Tragically, what is accomplished on the part of the one deceived is distrust and full knowledge that this choice has become apart of character and is a stronghold especially if this is not the first go round with deceit.  Even sadder, the relationship is further compromised and on very shaky ground if it is able to continue.  Psalm 51: 6, "Surely YOU desire truth in the inner parts, YOU teach me wisdom in the inmost place." Looking at deceit in Greek and Hebrew, the languages of the Bible, the word is associated with deception, fraud, falsehood, lying, crooked, slippery, and to deal treacherously.  I did not find one positive expression of the word!

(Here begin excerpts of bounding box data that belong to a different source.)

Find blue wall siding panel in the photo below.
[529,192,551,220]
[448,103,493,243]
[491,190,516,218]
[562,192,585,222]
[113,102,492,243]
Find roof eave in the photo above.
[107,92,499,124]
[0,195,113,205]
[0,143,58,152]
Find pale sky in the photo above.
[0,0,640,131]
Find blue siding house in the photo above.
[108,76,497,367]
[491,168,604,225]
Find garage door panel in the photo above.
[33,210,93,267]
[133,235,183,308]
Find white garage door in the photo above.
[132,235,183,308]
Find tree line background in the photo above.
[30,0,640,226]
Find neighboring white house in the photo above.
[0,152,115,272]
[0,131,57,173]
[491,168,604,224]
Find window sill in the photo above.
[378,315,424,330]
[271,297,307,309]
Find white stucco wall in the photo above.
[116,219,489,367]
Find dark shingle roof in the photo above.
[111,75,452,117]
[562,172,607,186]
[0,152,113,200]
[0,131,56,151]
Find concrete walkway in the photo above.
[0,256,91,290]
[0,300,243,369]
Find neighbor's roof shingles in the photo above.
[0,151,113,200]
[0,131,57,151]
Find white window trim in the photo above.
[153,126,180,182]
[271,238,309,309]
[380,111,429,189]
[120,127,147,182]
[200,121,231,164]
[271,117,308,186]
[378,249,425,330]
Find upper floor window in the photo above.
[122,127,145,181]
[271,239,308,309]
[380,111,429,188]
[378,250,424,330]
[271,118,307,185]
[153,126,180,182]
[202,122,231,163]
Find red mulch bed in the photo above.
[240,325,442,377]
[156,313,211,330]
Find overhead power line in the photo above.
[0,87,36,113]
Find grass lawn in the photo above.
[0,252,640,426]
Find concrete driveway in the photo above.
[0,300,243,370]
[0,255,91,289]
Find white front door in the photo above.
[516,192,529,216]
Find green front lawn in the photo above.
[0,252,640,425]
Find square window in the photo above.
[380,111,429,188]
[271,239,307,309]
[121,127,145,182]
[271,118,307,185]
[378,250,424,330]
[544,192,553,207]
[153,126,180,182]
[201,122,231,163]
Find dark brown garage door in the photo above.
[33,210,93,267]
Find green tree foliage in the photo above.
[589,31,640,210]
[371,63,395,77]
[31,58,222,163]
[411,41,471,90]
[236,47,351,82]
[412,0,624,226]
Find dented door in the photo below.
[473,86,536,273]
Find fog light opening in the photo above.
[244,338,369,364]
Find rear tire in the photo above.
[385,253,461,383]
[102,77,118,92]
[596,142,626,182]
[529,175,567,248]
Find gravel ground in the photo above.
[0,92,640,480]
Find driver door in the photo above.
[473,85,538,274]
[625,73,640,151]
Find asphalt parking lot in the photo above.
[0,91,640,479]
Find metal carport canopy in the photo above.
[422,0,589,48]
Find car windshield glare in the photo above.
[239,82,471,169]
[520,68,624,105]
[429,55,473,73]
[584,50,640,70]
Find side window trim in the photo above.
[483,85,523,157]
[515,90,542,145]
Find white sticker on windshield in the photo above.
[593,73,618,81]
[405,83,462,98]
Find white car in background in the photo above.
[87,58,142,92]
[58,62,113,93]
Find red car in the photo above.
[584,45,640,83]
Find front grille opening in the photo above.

The real source of deceit:  the evil one and the flesh which is prideful.  I cannot figure out how the deceiver is able to justify or be at peace with the choice/stronghold.  I cannot "fix" her or him, but I can position myself:  I will humble myself under God's mighty hand for I know that HE gives grace to the humble.  I will cast my cares on HIM because HE cares for me.  I will be spirit controlled and alert to the schemes of the evil one.  I will resist the evil one and his shenanigans.  I am trusting the GOD of all grace, after I have been afflicted for a little while, to restore, to make strong, causing me to be firm and steadfast.  1 Peter 5:7.  By faith, I will forgive, but I will be very discerning in the relationship and trust God for the rebuilding of trust if the relationship is able to survive and eventually thrive.